Nosotros no podemos, ni debemos, ni queremos seguir esos modelos que coartan las libertades.

Se equivocan quienes, desde una u otra perspectiva, pretenden dejar de lado o enterrar sin más la Constitución.

Porque la Constitución prevé en su articulado la posibilidad de reforma, de revisión total, o de revisión parcial, para adecuarse a las nuevas necesidades.

Pero requiere para ello de mayorías cualificadas y de su ratificación mediante referéndum nacional, con el fin de que no pueda ponerse en peligro aleatoriamente uno de los principales valores de la Carta Magna, como es su contribución a la estabilidad de España.

Cualquier otra vía que pretenda alterar la Constitución es jurídicamente ilegal, políticamente desleal y socialmente disgregadora.

Abordar la reforma constitucional es, además, absolutamente inviable sin dos planteamientos esenciales: consenso y lealtad institucional.

No contribuyen, desde luego, a esa lealtad institucional, los dirigentes políticos de algunas comunidades autónomas que, de forma interesada, y en un ejercicio de irresponsabilidad alimentan la diferencia en detrimento de la convivencia y potencian lo que nos separa, y no lo que nos une.

Esos dirigentes que alientan el separatismo desde las instituciones, y no el pueblo catalán, al que respetamos y queremos, son el problema.
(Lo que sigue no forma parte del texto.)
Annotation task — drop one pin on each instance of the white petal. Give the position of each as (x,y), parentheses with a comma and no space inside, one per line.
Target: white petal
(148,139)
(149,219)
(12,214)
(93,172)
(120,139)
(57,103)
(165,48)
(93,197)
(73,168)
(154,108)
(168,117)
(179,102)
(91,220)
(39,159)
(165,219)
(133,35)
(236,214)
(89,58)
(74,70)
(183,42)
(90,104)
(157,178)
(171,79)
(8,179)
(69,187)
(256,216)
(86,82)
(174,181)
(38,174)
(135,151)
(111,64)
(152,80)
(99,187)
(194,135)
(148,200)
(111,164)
Todavía es más desleal la actitud de algún partido de nuevo cuño que llega a renegar del concepto mismo de nación, limitándolo a una simple suma de espacios físicos que pueden separarse aleatoriamente como si fuera un puzzle.

Se trata de partidos radicales que, por serlo, se equivocan radicalmente, al olvidar que España no es un país de países, que no existen ni pueden existir 17 Españas, porque somos un Estado nacional, con todo lo que ello supone.

Pero no hay que caer en el pesimismo.

Porque, por encima de todos estos planteamientos está el concepto de nación, como patrimonio histórico y cultural común, forjado a lo largo de muchos siglos.

En esa síntesis de sentimientos sin exclusiones, en ese patrimonio colectivo que configura un alma indivisa e indivisible radica, precisamente, el concepto de nación española que nos une, nos ha hecho fuertes y nos ha ayudado a superar tantas dificultades a lo largo de la historia.

De esa historia colectiva que, por serlo, es de todos, y debemos tener el sentido común necesario, para que siga siéndolo. Al margen de ideologías, intereses partidistas o diferencias personales.

Sólo así podremos garantizar la convivencia entre los españoles y afrontar con éxito el futuro de esta gran nación que es España.